I dressed the site in creamsicle for the summer.
Education is a making endeavor and that’s the fun of it. Whether we’re making valentines in kindergarten, musical plays in grade school, or robots for the science fair in high school, we’re just about always making something in education, and if that doesn’t include higher ed, it ought to. I always thought of English composition courses as courses in making stuff—essays, collaborative websites, Facebook groups, posters. Yes, writing is stuff you make and it’s yours. You know it’s yours when you have a real audience reading it and when you care about what you said.
Somewhere, maybe everywhere, I have lamented the poor essay as an outdated form of writing for our students, unless they are going to grad school, and even then, we all know that scholarly essays get few readers. I would much rather see my students writing in their own blogs and falling in love with both their writing and the space in which they write. I know my blogs have become places to me that I tend like a home or yard or garden, where I can be as interested in the theme chosen as I am in the topics of my posts and pages.

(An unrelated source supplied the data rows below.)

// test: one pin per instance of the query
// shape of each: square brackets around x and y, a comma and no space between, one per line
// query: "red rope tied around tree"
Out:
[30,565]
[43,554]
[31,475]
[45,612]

I obviously use WordPress.com here, but I can understand the allure of self-hosting with a service like Reclaim Hosting, for example, the offspring of A Domain of One’s Own at the University of Mary Washington, and doing your own tinkering under the hood. Maybe I’ll have those skills someday, but wouldn’t it be great to get students involved in making their own sites where they can fall in love with their own stuff in whatever free hosting is available? A Domain of One’s Own makes a strong argument for the power of web ownership in their opening splash screens:
Gather the artifacts of your digital identity in a central place that you own and control.
Build out your own space on the web to define who you are instead of having services define you.
Who could argue with that, but do you think of it when you are designing a course or course project or just advising students in general? Do you have your own space on the web where students can get to know you? What maker experiences are you thinking about for the fall?